O ministro Jobim, mais recentemente, se disse favorável à Comissão da Verdade. Em entrevista à TV estatal Empresa Brasil de Comunicação (EBC) no início deste mês, poucos dias depois das declarações do general Siqueira, defendeu a investigação também dos grupos da esquerda armada contrários ao regime. "Houve uma divergência inicial com o então secretário Paulo Vannuchi sobre a natureza do projeto [PNDH 3]. O projeto pretendido por ele era unilateral, pretendia fazer uma análise da memória apenas por um lado da história. Nós queríamos que fosse feita uma visão completa do tema, ou seja, as ações desenvolvidas não só pelas Forças Armadas à época como também pelos movimentos guerrilheiros", disse Jobim - que terá como assessor o ex-deputado federal José Genoino (PT), um ex-guerrilheiro do Araguaia - na TV.

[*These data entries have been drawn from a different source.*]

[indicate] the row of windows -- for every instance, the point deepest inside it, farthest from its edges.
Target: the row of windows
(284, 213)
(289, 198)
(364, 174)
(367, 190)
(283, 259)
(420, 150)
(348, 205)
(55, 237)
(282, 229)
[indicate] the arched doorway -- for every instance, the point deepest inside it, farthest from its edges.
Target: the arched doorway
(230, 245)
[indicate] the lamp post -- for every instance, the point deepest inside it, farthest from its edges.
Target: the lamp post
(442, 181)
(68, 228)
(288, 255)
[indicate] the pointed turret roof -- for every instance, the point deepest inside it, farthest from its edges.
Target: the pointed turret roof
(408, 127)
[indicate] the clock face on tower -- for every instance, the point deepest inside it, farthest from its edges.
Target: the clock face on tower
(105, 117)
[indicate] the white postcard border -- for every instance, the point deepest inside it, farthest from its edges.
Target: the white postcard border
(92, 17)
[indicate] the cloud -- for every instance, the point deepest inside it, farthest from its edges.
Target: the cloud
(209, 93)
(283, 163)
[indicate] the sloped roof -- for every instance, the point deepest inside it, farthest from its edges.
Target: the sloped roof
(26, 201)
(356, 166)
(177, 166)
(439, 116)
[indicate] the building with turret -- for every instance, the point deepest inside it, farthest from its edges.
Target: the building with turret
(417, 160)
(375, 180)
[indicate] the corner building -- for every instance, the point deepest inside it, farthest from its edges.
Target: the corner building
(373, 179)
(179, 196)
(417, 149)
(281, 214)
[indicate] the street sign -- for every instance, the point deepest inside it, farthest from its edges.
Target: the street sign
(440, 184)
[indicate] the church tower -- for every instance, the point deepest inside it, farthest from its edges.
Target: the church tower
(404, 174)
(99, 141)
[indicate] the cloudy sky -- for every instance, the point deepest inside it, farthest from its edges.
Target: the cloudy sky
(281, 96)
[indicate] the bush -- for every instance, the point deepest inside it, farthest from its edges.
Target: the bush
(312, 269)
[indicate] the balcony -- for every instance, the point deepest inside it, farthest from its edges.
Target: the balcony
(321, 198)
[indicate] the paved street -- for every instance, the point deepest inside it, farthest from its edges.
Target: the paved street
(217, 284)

Outro tema delicado é a decisão da Comissão Interamericana de Direitos Humanos da Organização dos Estados Americanos (OEA) culpando o Estado brasileiro pelos desaparecimentos de opositores políticos da ditadura. A OEA pede a investigação das mortes, o que significaria uma revisão da Lei da Anistia, com a possibilidade da abertura de processos judiciais contra os torturadores. A decisão da OEA contradiz o Supremo Tribunal Federal (STF), que derrubou pedido de revisão da lei.
Os ex-militantes da luta armada ouvidos pelo Valor defendem a instalação da Comissão da Verdade, mas se dividem quanto à punição dos militares. "Espero que a Dilma avance na direção da verdade. O ideal seria que quem cometeu esse tipo de ato, tortura, morte, respondesse por ele", diz o cineasta Helvécio Ratton. "Não somos vítimas, sabíamos muito bem o que estávamos fazendo, do risco que estávamos correndo", afirma um ex-companheiro de Dilma da VAR-Palmares que não quis ser identificado. Por diversas vezes torturado nos anos do regime militar, ele é contrário à punição dos militares.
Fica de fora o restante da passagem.